If an applicant gets through all these stages but other applicants have applied for the same gTLD, a period of self-resolve will begin where the applicants are encouraged to determine a solution to the issue, failing which, an auction process will begin for the gTLD extension in question. Given the sums involved in applying for and setting up a registry to create a gTLD, the auction sums are likely to be substantial for popular extensions.

Successful applicants will be obliged to enter into a registry agreement with ICANN and complete a pre-delegation technical test before they can offer and use their gTLDs. This process is expected to take up to 2 months. As a result, uncontested applications could go live as early as January 2013. The owner of a gTLD will then pay a US$25,000 annual fee to ICANN.

For a large proportion of our clients, making an application to be the operator of one of these gTLDs is unlikely to be appealing. If right holders apply for gTLDs themselves, it is clear that the acquisition of the domain name extension could be very expensive and time-consuming, especially in the event of an auction process. However, the introduction of this application process, which is intended to be repeated periodically, will have a significant affect on most, if not all businesses.

From a rights holder's point of view, the new system allows for customised domain names and also offers a higher degree of flexibility in communication on the Internet. Historically, only one rights holder has been able to hold a .com domain name for a particular brand, despite a third party having an equally valid right to that domain for different goods/services. The obvious example is POLO, which is a trade mark validly owned and used by a car manufacturer, a clothing company and a confectionery company. The introduction of the new gTLD extensions would allow these brand owners to use .fashion, .motor and .confectionery and accordingly, distinguish their businesses using their domain names. While some brand owners see this as an advantage of the new system, critics contend that these extensions are largely unnecessary, and will clutter the Internet, confuse consumers, and create headaches for brand owners.
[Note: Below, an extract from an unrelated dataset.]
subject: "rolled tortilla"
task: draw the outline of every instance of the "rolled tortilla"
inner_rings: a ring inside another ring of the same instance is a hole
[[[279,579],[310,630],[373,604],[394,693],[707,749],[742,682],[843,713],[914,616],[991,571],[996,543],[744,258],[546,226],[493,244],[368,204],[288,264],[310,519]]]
For the majority of rights holders, however, it is imperative that they carefully monitor the introduction of the new gTLDs, as and when application windows are opened. ICANN’s procedures provide for a Trademark Rights Clearinghouse (details are still being discussed) and an accelerated domain dispute system (Uniform Rapid Suspension System - URS) – to assist rights holders but if a particular gTLD extension is infringing a rights holder's rights, it needs to know quickly so that it can initiate the appropriate dispute procedure.

It is clear that certain benefits will arise from the extension of the domain name system. However, for most clients, the new system will require them to:

  • review and evaluate their trade mark and service mark portfolios to protect key brands;
  • monitor their domain name portfolios on a more frequent basis;
  • evaluate continually their domain name strategy; and
  • evaluate continually their domain name protection and enforcement measures.

In short, rights holders will have a significantly increased workload and increased costs in relation to domain names whether they decide to apply for a new gTLD or not.

The main message for rights holders is that throughout 2012, they must pay close attention to the updates and implementation of the application process and comment on or oppose the new gTLD extension applications, as necessary within the available time periods.